Why does -pthread arbitrarily speed up a program?

G

German2020-06-20 23:06:13

C++ / C#

German, 2020-06-20 23:06:13

Hello.
I have such a program;

#include <stdio.h>
#include <stdlib.h>
#include <stdbool.h>
#include <omp.h>
#include <time.h>

#define ARRAY_SIZE 1024

//структуры для хранения стартового и конечного времени
struct timespec start_time = {0}, finish_time = {0};
//переменная для расчёта дельты времени в наносекундах
long time_delta = 0;

//функция сортирующая массив "пузырьком"
void bubble_sort(unsigned int* array) {
    unsigned int tmp = 0;
    bool no_swap = 0;
    for (unsigned int i = ARRAY_SIZE - 1; i >= 0; --i)
    {
        no_swap = 1;
        {
            //#pragma omp paralel for num_threads(4)
            for (unsigned int j = 0; j < i; j++)
            {
                if (array[j] > array[j + 1])
                {
                    tmp = array[j];
                    array[j] = array[j + 1];
                    array[j + 1] = tmp;
                    no_swap = 0;
                }
            }
        }
        if (no_swap)
            break;
    }
}

int main(int argc, char* argv[]) {
    (void)argc;
    (void)argv;
    //настроим генератор случайных чисел
    srand(time(NULL));
    //выделим память для теста
    unsigned int* array = malloc(sizeof(unsigned int) * ARRAY_SIZE);
    if(!array) { return -1; }
    //сгенерируем массив
    for(unsigned int i = 0; i < ARRAY_SIZE; ++i) {
        array[i] = rand() % ARRAY_SIZE;
    }
    //замеряем стартовое время процесса
    clock_gettime(CLOCK_PROCESS_CPUTIME_ID, &start_time);
    
    //отсортируем массив
    bubble_sort(array);

    //замеряем конечное время
    clock_gettime(CLOCK_PROCESS_CPUTIME_ID, &finish_time);
    time_delta = (1000000000 * (finish_time.tv_sec - start_time.tv_sec)) + (finish_time.tv_nsec - start_time.tv_nsec);
    printf("Затраченное время: %li\n", time_delta);
    free(array);
    return 0;
}

If I compile it like this: gcc main.c -o prog , then I get a number approximately equal to 20000000, however, if I add the -pthread flag, then the running time will decrease to 12000000, I don’t understand why this happens, why when adding this flag, execution time falls by itself?
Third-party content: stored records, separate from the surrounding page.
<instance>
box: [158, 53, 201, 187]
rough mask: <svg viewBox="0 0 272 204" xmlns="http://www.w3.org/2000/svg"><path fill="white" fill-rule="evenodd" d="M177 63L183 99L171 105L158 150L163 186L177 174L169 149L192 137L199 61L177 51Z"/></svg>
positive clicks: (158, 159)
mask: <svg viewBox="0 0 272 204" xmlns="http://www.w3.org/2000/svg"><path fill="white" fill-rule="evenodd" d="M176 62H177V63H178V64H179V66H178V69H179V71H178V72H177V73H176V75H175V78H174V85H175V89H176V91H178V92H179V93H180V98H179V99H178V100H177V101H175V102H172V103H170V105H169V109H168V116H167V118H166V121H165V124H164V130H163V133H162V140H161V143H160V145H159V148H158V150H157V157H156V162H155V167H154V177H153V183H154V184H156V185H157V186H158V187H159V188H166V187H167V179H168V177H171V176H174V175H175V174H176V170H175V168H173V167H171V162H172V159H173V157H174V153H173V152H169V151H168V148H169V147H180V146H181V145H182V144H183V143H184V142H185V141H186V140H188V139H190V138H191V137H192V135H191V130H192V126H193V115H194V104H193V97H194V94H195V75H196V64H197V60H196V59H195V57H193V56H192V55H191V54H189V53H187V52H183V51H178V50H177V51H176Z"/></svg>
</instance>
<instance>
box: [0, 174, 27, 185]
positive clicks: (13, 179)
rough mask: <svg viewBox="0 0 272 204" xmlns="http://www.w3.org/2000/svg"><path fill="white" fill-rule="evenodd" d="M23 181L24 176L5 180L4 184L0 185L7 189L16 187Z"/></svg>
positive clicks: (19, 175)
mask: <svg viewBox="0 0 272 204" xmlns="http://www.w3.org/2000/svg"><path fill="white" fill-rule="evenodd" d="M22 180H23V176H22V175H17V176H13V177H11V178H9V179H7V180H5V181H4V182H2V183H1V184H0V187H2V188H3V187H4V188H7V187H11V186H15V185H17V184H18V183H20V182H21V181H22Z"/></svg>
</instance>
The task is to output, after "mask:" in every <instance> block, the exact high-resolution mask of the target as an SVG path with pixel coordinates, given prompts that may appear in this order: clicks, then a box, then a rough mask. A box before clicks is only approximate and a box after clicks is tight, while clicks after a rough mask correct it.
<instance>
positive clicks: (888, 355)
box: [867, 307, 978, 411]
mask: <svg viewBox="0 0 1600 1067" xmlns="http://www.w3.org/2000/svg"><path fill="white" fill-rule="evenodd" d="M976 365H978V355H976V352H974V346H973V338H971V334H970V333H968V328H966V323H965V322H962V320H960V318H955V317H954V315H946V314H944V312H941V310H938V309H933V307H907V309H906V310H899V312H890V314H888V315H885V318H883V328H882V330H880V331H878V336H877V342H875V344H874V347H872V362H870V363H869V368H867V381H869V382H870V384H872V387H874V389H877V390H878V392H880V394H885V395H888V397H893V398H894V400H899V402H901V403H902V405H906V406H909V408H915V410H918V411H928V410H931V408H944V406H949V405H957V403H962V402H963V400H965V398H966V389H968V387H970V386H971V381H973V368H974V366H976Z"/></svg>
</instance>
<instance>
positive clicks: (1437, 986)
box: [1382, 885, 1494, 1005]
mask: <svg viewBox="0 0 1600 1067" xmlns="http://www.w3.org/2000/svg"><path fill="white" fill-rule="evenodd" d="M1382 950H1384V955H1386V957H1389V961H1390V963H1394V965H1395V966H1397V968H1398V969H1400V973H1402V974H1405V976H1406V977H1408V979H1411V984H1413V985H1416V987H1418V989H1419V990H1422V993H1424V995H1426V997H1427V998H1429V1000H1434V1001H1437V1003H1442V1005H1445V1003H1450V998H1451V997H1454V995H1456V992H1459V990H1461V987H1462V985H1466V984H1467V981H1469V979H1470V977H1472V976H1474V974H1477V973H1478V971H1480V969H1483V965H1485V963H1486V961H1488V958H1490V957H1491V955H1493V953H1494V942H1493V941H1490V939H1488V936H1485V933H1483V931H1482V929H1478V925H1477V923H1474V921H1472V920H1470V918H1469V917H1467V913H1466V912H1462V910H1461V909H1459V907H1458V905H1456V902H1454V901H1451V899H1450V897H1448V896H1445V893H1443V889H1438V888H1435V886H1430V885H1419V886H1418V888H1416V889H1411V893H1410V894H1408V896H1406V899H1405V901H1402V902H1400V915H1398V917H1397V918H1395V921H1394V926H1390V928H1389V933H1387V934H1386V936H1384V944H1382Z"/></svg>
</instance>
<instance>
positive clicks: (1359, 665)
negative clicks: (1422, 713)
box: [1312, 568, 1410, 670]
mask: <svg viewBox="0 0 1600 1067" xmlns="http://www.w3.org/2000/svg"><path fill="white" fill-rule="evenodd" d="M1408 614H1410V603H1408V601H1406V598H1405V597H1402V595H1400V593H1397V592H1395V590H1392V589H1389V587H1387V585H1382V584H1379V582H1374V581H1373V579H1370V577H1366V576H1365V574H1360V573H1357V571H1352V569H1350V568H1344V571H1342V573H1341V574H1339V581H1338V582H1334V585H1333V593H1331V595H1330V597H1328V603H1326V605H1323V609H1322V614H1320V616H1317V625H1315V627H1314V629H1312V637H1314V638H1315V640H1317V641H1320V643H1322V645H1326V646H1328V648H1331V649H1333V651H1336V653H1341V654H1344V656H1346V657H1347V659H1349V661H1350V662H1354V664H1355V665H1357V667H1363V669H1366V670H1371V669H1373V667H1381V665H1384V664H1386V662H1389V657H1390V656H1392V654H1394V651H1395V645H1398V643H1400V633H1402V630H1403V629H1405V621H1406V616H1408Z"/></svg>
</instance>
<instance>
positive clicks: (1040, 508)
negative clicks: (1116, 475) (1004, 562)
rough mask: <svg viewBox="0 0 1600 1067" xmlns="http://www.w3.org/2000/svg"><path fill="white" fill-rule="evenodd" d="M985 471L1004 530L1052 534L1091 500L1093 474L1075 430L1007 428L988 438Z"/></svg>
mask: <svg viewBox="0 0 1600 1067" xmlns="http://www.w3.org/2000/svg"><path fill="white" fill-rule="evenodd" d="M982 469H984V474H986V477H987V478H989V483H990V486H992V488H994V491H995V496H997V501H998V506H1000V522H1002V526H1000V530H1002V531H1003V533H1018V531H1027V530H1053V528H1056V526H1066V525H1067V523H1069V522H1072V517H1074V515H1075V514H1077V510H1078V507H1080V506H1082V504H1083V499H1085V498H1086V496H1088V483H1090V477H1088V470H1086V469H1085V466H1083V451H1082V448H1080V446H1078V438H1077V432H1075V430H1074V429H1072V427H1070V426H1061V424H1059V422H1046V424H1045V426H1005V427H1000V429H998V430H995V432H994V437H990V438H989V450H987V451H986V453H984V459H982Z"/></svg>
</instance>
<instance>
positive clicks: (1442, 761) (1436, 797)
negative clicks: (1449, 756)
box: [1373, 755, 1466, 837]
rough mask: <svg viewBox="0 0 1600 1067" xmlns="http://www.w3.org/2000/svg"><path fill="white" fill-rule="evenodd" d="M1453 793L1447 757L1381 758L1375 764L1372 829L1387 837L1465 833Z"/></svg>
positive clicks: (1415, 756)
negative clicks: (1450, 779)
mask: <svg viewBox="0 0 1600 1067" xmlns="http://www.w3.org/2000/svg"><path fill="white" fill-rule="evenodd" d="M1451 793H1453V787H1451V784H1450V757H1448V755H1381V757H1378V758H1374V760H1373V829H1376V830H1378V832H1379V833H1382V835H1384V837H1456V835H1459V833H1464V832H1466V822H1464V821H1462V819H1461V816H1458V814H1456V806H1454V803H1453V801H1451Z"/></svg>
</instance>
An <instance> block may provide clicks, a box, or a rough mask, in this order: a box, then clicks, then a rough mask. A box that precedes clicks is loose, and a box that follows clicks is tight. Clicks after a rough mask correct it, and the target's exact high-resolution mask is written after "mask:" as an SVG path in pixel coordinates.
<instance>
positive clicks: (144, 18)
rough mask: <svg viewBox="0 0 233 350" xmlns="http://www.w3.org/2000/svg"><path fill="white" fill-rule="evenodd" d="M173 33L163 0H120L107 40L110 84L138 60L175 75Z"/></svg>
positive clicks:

Initially, I wanted to test the time gain from using various OpenMP directives, but since the -fopenmp flag automatically includes -pthread , then the work time drops by itself, and this already spoils the accuracy.

What to do?

Reply

Answer the question

In order to leave comments, you need to log in

1 answer(s)

A

Armenian Radio, 2020-06-21
@gbg

Herman ,
1) Bench should be done under the most controlled conditions, on a machine that, apart from the OS and your program, is not running, for example, a browser with a bunch of tabs.
2) There is no point in benchmarking on such a sweet thing as 1024 elements, it will be done in microseconds, and you have an error of the order of milliseconds, which indicates more likely a crap timer (or that you got the original 8080 somewhere)
3) Bench the bubble sorting meaning even less, to whom did she surrender with her N^2 complexity? Other sorts are more suitable for parallelization
First, increase the size of the sort to be sorted by a factor of a million.